A recent poll conducted by IBM/Harris reported that 75 percent of U.S. consumers won’t do business with companies they don’t trust to protect their data. The IDology Consumer study echoes this trend, with more than two-thirds of consumers surveyed (71 percent) reporting that knowing more advanced identity verification methods were being used would positively affect their decision to do business with a financial institution. This is a dramatic 27 percent increase over last year, when only 56 percent of Americans felt the same way, and shows that companies need to prioritize protection efforts related to customer data—not only for increased loyalty, engagement and trust, but also to decrease the risk and costs related to fraud.

A New Approach to Identity Verification

Thinking about identity verification in a different way, not just as a compliance check but as a strategic differentiator, is key to preventing fraud and friction. Businesses also should consider:

Increasing trust and addressing consumer concerns help drive new business. The importance of trust has top-line implications, particularly in financial services, as identity verification becomes much more of a competitive differentiator and moves from the back office to the front lines.

To build trust, more secure data exchange is needed. By verifying identities using a multi-layered identity verification platform that accesses and correlates different sources of data—mobile, email and location attributes, to name a few—companies can shift to a more secure process, ensuring agile verification and a frictionless experience while also deterring fraud. Using dynamic, rather than static, data and correlating layers of identity attributes to create a holistic and accurate picture of a person’s identity deliver a more reliable predictor of risk and higher locate rates when verifying an identity.

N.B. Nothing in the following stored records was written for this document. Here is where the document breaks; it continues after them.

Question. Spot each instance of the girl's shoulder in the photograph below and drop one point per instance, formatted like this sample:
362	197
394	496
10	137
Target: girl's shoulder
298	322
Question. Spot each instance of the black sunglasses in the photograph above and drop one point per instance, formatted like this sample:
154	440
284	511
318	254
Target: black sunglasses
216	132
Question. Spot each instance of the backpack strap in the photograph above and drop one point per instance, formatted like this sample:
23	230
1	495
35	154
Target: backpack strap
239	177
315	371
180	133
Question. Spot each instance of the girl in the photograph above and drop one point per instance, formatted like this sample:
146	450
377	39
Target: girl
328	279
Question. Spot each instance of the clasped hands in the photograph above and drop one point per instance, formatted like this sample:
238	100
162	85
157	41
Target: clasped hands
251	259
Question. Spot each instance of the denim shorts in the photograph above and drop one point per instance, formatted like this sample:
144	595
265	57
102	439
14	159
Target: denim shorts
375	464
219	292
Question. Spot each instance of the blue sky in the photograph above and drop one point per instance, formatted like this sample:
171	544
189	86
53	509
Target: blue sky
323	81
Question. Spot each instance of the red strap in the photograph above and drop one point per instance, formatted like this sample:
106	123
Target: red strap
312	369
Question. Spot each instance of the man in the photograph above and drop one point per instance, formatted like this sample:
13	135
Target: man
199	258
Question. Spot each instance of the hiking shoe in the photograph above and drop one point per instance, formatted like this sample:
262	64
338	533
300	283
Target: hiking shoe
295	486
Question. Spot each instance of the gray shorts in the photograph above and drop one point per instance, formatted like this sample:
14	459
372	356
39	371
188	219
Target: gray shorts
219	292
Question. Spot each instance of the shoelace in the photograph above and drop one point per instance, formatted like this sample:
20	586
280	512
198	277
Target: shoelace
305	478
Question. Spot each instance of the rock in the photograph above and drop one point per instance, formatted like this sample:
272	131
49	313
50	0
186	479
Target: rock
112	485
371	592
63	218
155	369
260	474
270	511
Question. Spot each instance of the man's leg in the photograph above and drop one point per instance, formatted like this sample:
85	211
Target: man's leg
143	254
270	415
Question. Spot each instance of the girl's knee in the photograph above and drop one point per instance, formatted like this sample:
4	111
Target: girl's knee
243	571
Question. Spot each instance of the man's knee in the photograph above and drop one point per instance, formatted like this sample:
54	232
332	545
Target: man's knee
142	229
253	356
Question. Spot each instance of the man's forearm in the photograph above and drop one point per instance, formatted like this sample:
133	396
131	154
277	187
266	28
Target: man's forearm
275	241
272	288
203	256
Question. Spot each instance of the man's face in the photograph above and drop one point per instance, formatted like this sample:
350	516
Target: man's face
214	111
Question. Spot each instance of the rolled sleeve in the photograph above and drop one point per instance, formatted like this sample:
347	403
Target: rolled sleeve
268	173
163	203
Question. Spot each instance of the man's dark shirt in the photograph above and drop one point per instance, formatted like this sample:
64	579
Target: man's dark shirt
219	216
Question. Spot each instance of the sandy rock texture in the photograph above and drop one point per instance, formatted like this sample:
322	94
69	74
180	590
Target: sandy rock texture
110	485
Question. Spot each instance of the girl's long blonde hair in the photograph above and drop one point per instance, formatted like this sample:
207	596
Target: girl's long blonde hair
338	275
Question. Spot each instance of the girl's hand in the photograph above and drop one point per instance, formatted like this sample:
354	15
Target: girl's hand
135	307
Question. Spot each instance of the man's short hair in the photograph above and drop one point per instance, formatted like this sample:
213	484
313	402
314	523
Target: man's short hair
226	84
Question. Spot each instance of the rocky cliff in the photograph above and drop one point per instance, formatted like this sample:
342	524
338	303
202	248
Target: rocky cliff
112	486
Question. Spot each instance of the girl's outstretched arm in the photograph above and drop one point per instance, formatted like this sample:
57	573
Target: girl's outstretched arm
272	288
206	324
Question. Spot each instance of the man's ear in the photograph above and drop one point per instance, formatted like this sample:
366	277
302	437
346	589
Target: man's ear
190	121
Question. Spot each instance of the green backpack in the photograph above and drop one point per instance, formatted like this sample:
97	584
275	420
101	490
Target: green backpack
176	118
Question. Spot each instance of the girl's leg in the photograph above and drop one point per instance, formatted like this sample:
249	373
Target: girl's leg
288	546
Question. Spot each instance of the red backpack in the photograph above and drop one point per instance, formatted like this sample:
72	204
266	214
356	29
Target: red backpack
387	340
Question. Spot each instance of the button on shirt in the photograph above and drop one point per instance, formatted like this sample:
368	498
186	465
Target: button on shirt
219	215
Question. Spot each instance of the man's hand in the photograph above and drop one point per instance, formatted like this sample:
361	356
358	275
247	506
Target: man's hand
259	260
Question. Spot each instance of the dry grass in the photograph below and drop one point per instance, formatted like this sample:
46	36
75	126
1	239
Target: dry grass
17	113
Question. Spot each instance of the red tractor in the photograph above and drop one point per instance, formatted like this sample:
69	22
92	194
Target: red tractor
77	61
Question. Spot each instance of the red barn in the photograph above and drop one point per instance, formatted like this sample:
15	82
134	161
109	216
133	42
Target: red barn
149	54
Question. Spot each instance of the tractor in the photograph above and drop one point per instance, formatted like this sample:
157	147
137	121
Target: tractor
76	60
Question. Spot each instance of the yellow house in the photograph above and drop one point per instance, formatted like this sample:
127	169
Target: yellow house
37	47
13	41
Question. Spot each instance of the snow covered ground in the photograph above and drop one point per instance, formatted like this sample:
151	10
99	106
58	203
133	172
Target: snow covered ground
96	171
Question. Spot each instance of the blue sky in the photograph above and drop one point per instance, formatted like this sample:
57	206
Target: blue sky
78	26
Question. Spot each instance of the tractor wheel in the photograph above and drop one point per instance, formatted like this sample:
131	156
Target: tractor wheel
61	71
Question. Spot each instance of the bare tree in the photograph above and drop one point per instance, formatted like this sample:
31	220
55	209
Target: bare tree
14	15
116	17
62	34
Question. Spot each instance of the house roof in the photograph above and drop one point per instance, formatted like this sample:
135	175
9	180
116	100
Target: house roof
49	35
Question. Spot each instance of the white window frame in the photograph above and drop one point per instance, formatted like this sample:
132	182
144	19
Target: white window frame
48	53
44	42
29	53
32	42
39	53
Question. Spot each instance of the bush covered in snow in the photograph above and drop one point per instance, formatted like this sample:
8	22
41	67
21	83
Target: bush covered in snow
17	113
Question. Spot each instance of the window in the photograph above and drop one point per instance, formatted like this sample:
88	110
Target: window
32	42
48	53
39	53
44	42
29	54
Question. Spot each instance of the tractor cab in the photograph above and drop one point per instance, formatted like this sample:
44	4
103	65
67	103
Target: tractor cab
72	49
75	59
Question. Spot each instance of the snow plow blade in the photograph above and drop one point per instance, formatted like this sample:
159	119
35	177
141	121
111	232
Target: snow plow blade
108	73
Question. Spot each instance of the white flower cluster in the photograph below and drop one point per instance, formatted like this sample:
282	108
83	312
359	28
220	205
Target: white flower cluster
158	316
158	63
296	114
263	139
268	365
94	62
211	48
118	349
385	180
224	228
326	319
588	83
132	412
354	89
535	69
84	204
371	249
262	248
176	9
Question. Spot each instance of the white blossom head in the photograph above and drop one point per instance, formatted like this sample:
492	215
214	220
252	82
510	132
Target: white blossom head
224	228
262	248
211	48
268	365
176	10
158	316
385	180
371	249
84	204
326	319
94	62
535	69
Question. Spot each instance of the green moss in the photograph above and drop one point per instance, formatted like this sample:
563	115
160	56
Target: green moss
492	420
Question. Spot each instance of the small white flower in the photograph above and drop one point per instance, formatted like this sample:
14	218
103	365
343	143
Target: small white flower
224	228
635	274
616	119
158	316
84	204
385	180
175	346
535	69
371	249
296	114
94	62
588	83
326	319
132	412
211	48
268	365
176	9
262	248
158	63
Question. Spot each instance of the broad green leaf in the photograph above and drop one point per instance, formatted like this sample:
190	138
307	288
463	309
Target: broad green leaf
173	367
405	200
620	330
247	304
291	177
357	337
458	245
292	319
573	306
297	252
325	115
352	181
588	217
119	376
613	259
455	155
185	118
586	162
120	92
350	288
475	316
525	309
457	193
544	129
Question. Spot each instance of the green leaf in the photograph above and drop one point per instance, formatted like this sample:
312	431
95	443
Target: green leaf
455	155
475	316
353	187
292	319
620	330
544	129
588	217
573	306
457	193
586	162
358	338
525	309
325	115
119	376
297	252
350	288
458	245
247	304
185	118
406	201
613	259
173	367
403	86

Friction and prevention don’t have to be mutually exclusive. Instead of a balancing act, think about verification on a per-customer basis: What is the right amount of friction for this specific person and when is the right time to introduce it? A multilayered identity verification solution that examines an assortment of attributes and can dynamically make decisions based on a variety of parameters is the most effective way to maintain strong security while also ensuring customers only experience friction when necessary. It also prepares organizations for tomorrow’s consumer, economy and fraud trends.

Take advantage of collaboration to decrease fraud and risk. By accessing a collaborative consortium fraud network across multiple industries, supported by machine learning and a team of fraud analysts, businesses can gain timely alerts and actionable insights to detect and deter fraud.

Keep a step ahead. Staying on top of trends, advances in technology and the dynamic ways that systems are being compromised by fraudsters will again help to ensure trust.

These considerations along with a shift in thinking about identity verification as a strategic differentiator can help businesses bolster consumer trust in a new era of digital identities and prevent fraud and friction and drive revenue.